Modelo é diferente do adotado no estado do Paraná

A iniciativa paulista é comparada nas redes ao modelo adotado pelo estado do Paraná desde 2023, o programa Parceiro da Escola. Nele, a iniciativa privada é responsável pela supervisão da gestão pedagógica, dentre outros aspectos.

O programa foi oficialmente instituído no Paraná com a sanção da lei 22.006/2024 em 4 de junho de 2024 pelo governador Ratinho Júnior (PSD). O texto prevê que o programa será avaliado por indicadores escolares como “evolução da frequência” e “evolução da aprendizagem”.

Nesse ponto, segundo Corrêa, há uma diferença relevante entre os modelos adotados pelos governos paulista e paranaense. “Um ponto importante é que não existe nenhuma meta e nenhum indicador que será acompanhado nessa concessão [do governo de São Paulo] que diz respeito à aprendizagem dos estudantes, ou seja, de fato o parceiro contratado precisa se atentar com as questões do contrato: com a infraestrutura, com a alimentação, com a vigilância, com a limpeza, e não com questões pedagógicas”, disse. 

“E eu estou reforçando isso porque é diferente, por exemplo, do modelo do Paraná, em que o estado está avançando com o modelo em que a empresa contratada tem metas que dizem respeito a questões pedagógicas como a aprendizagem dos estudantes, a redução da evasão e assim por diante”, concluiu.

Os critérios de avaliação de desempenho da empresa contratada para o projeto de São Paulo estão especificados no Anexo E, disponível na página dedicada ao programa no site do governo estadual.

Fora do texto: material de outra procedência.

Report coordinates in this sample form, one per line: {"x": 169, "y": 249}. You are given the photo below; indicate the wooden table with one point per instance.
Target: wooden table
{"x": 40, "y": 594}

Nele, são descritos como critério de avaliação do desempenho índices de satisfação com a alimentação, limpeza, além de indicadores de disponibilidade de água e energia elétrica, dentre outros.

Atividades não-pedagógicas e espaço físico

Embora o governo do estado de São Paulo reforce que todas as atividades pedagógicas permanecerão sob a gestão exclusiva da Seduc-SP, sindicatos e outras entidades relacionadas à área da educação criticam a distinção feita entre as atividades pedagógicas e aquelas classificadas pelo poder estadual como “não pedagógicas”.

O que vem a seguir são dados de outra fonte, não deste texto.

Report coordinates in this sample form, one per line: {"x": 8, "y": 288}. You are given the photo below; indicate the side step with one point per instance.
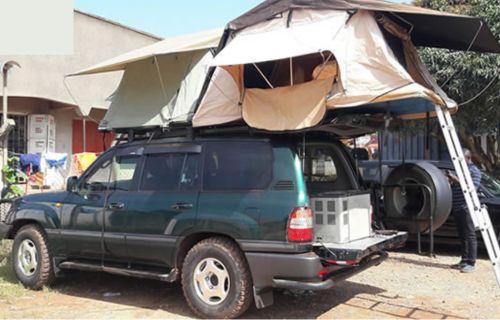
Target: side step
{"x": 168, "y": 277}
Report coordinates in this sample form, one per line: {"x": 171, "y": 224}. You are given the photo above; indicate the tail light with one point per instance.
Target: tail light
{"x": 300, "y": 225}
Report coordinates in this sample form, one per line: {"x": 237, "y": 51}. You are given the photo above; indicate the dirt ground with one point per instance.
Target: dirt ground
{"x": 406, "y": 285}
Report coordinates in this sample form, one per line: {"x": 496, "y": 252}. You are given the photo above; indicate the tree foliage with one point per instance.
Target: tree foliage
{"x": 470, "y": 78}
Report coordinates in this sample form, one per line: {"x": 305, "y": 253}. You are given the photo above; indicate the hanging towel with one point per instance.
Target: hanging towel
{"x": 27, "y": 160}
{"x": 53, "y": 166}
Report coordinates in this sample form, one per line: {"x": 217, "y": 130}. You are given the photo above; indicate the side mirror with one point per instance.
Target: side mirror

Na ação movida pela Apeoesp (Sindicato dos Professores do Ensino Oficial do Estado de São Paulo) para suspender o leilão do Novas Escolas, o juiz Luis Manuel Fonseca Pires — que acatou a decisão do sindicato — entendeu que essa distinção seria artificial.

“Incorre-se em erro de compreensão sobre os múltiplos sentidos da pedagogia ao se sustentar alguma imaginária independência da estrutura física em relação ao projeto educacional, propõe-se uma artificial divisão entre a gestão do espaço físico escolar e a atividade desenvolvida em sala de aula”, afirma a decisão judicial — que foi, posteriormente, revogada.

Em uma nota pública, a Associação Nacional de Política e Administração da Educação (Anpae) também afirma ser “impossível na prática” separar a gestão administrativa da pedagógica. Segundo a associação, ao estabelecer que a empresa contratada deverá “criar centros educativos com ambientes integrados, tecnologia, espaços de inovação e de estudo individual”, o programa estadual transfere à iniciativa privada o planejamento e a organização arquitetônica das unidades escolares, o que teria influência direta no processo pedagógico.

Em 30 de outubro, o AFP Checamos perguntou à Seduc-SP quem ficaria responsável pela arquitetura das novas unidades educacionais. Em resposta, a secretaria afirmou que, conforme previsto no edital (1, 2), as novas escolas terão três modelos, com 21, 28 ou 35 salas de aula, e que as estruturas devem contar com “ambientes integrados e interligados, uso interativo de tecnologia, auditório de múltiplo uso, e espaços dedicados a esportes, cultura, vivência, estudo”. A pasta acrescentou que a Agência Reguladora de Serviços Públicos do Estado de São Paulo (Arsesp) será responsável pela regulação e fiscalização dos serviços prestados pela concessionária.

Consultada novamente em 1º de novembro, a Seduc-SP confirmou ao AFP Checamos, por telefone, que o projeto arquitetônico das novas unidades educacionais ficará a cargo da empresa contratada, reforçando que tal projeto deverá cumprir com os parâmetros e modelos previstos no edital.